Впрочем, больше всего меня пленял лавочный ритуал. Как только отворится, звеня колокольчиком, входная дверь и старший приказчик уяснит себе, что вошла Камилла Альбертовна, так он уже вскидывает доску прилавка и бежит к ней навстречу, низко кланяясь. И сейчас же следом из внутренних покоев, из какой-то тёмной святая святых, выступает сам хозяин, с картузом на седых кудрях, с большущими очками на носу. И тогда мама усаживает меня на ларь-диван, сама садится рядом к самому прилавку (там, где стояла конторка и лежали счеты), и начинается на добрые полчаса конференция. То и дело один из приказчиков ныряет в святую святых и является оттуда с лежащим на кончике ножа тонким, как лепесток, куском дивного слезоточивого швейцарского сыра, или с ломтиком божественной салфеточной икры, или с образчиком розовой семги.
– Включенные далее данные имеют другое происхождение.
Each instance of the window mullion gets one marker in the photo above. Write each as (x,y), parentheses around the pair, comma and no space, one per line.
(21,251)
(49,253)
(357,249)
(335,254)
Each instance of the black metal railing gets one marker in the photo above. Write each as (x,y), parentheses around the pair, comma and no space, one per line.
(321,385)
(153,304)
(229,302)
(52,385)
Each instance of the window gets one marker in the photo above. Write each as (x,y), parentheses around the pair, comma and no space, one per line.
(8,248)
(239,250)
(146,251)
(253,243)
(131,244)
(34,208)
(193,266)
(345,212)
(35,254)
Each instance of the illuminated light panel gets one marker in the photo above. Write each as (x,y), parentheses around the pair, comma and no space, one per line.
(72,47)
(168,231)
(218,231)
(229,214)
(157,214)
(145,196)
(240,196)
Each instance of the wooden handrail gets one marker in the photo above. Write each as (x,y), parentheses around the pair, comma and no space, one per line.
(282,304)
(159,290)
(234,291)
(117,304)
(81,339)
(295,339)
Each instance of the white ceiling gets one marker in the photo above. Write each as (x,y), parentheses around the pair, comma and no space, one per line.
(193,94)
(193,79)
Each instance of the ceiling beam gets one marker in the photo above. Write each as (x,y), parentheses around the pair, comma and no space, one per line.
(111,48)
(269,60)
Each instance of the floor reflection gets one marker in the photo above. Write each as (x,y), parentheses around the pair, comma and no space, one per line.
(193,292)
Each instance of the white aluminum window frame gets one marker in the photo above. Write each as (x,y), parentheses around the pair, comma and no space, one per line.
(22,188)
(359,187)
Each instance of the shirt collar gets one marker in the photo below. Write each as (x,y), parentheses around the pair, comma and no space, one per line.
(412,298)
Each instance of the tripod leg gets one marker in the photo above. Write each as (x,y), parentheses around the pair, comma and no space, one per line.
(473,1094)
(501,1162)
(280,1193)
Но копчёный золотисто-коричневый сиг выносится целиком, и его приходится оценивать с виду лишь чуть дотрагиваясь до его глянцевитой, отливающей золотом кожи, под которой чувствуется нежная масса розовато-белого мяса. Приносятся и чёрные миноги, и солёные грибки, а в рождественские дни всякие елочные, точно свитые из металла крендели, румяные яблочки, затейливые фигурные пряники, с целыми на них разноцветными барельефами из сахара. Эти пряники не полагалось кушать; считалось, что это вредно, но было бы и жаль съедать такие шедевры причудливого народного искусства. Впоследствии и незадолго до того, что эти фигурные пряники исчезли, я собрал коллекцию из них, но через очень короткий срок обнаружилось, что они поедены червями, да и краски фигур побледнели. Тогда же я узнал и имя того мастера, специальностью которого было создание этих съедобных барельефов. Его звали Увакин. Да сохранится хотя бы здесь память об этом народном художнике-поэте. Чего-чего нельзя было найти на этих фигурных пряниках: и русалок, и амуров, и пылающие сердца, и рыцарей на конях, и генералов, и цветы и фрукты…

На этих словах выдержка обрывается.